Contudo, há aqueles – e são estes os que me deixam absolutamente sem entendimento – que mal conhecemos, mas que numa primeira impressão (e não há uma segunda hipótese para uma primeira impressão) nos transmitem uma serenidade imediata. Não sei de que forma lemos isso, nós comuns mortais, que antevemos no outro uma capacidade surpreendente de resiliência, uma impossibilidade de desestabilização, como se guardassem em si toda a capacidade resolutiva e nada os conseguisse perturbar.
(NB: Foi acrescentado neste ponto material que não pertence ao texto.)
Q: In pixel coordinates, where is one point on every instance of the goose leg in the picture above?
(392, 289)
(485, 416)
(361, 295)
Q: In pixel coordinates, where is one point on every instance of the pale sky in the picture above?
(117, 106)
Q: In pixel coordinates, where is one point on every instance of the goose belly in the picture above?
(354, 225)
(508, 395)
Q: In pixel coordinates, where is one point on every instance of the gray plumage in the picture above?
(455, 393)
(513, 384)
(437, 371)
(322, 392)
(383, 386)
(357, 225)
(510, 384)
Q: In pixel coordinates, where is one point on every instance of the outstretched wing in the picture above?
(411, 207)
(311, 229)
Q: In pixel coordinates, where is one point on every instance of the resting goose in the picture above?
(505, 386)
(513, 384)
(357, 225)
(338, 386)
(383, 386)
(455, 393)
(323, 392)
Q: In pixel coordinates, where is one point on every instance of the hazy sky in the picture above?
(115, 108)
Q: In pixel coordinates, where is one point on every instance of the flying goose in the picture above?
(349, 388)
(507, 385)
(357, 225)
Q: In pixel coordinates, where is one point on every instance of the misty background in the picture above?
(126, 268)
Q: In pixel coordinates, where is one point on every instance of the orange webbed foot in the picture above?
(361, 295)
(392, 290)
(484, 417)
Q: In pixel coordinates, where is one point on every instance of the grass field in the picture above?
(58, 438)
E esses seres, que se denunciam num olhar habitualmente intenso, de pupila firme mas extremamente doce, conseguem acalmar, como por artes de magia, de aura, alma ou o que seja, o coração mais desafortunado. Esta gente, dotada duma calmaria de alma, embora habitualmente muito dada a iniciativas várias e ao serviço do outro, parece conter em si a capacidade de sossegar os ânimos, repor a esperança, renovar a fé num dia melhor.

Agora que escrevo, relembro dois ou três olhares destes, associados a pessoas que parecem encerrar em si próprias uma sabedoria sem limites, associada a uma evidente humildade. Têm, quase sempre, uma vontade imperiosa de ajudar, mas nunca se impõem, aguardam antes o pedido, expresso ou subliminar, fazendo-o muitas vezes de forma enigmática, rematando com 3 palavras que contêm a solução do mundo, e que frequentemente só entendemos muito depois.

Agora que penso bem, há crianças que me transmitem essa mesma sensação, ainda que de uma forma muito mais pueril e simples, assente na clareza de decisão de que os seus cérebros são dotados, sem os comedimentos do socialmente esperado. E recordo uma velha, muito velha, que se referiu a uma criança, que se explicava na sua linguagem clara mas de conteúdo superior, que ele já teria sido velho, pela sabedoria que em si encerrava, sem historia de vida que o justificasse.

E nos dias de agruras, em que o pior da humanidade nos entra pela vida adentro, encontro um imenso conforto em ser contemporânea e poder usufruir do convívio com estes seres, que me renovam a esperança e que me devolvem a capacidade de acreditar, qualquer que seja a hecatombe que nos assombra os dias.

“A serenidade é apenas a casca da árvore da sabedoria, mas, não obstante, serve para esta perseverar.”